There was time to walk about the city before returning to the bus station.
“There’s a shop up this street which would interest you,” said Mrs. Walsham, as they turned a corner. “I should think it’s very expensive. There are no prices on anything, which is usually a sign that they’re not afraid to charge, isn’t it?”
She led Imelda to a window where the display was made up of a set of Dutch marquetry chairs, and a pair of porcelain candlesticks on a satinwood card table. A number of small but costly objects including snuff boxes, vinaigrettes, silver caddy spoons and porcelain scent bottles were set out on a three-tier dumb waiter. The display was completed by a marine painting on the wall behind
the table, a Caucasian rug on the floor, and a beautiful arrangement of flowers.
“This is much, much grander than the sort of shop I had in mind,” said Imelda. A thought struck her. “I wonder if this could be—’ She stepped backwards to see the name of the business, and was not surprised to read Beatrix Otley - Antiques and Objets d’Art.
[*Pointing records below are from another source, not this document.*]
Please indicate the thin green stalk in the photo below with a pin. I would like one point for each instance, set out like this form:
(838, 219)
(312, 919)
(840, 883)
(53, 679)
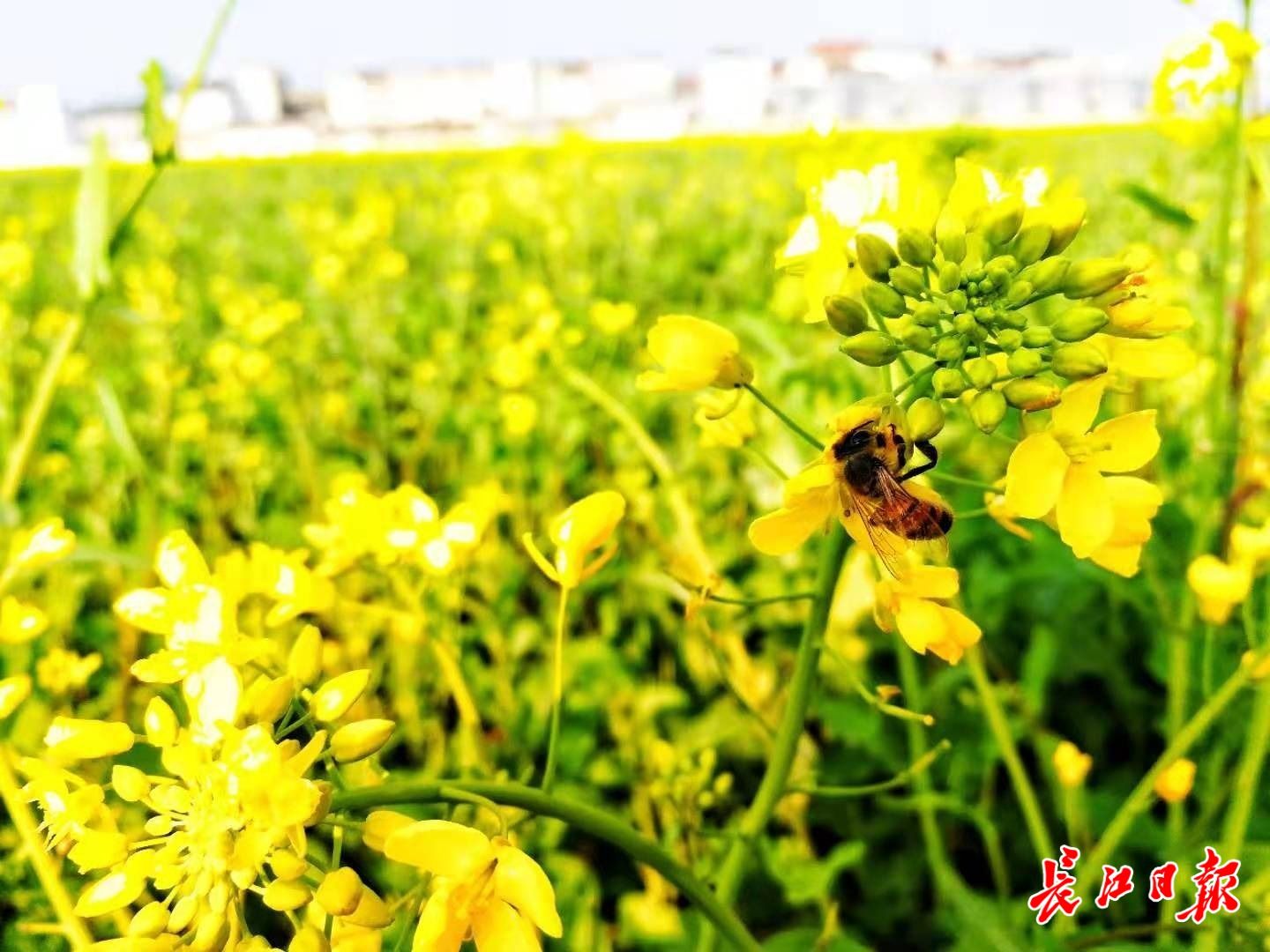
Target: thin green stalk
(785, 418)
(1246, 782)
(773, 787)
(34, 420)
(1192, 730)
(557, 693)
(900, 779)
(19, 814)
(580, 816)
(1024, 792)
It was only because they happened to pass the local office of the company which employed her that Imelda suddenly realised there had been no house insurance policy among Miss Partridge’s papers. Chiding herself for such an unbusinesslike oversight, she entered the building and remedied the deficiency.
Mrs. Walsham offered to spend the afternoon helping her at the house, but by the time they had had lunch together, Imelda felt the need of some solitude in which to ponder her future.
Clad in her overall and duster, she was standing on a chair in the pantry to see what was on the top shelves, when she heard the creak of the back gate, and masculine footsteps on the flagstones.
Charles Wingfield? Imelda climbed down from the chair feeling unaccountably nervous. But it was not Charles who was crouched down, stroking a cat, when she opened the door.
It was a young man in jeans and an ex-Army camouflage jacket. “Hello,” he said. “I’m Sam Mutford. I heard old Miss Partridge was dead, so I came round to see if you wanted the place cleared out.”
As he rose, he had picked up the cat and now was cradling it on one arm and rubbing it under its chin with his other hand, a treatment which caused ecstatic purring.
“I could do without so many cats. You can take them away if you like,” said Imelda, straight-faced.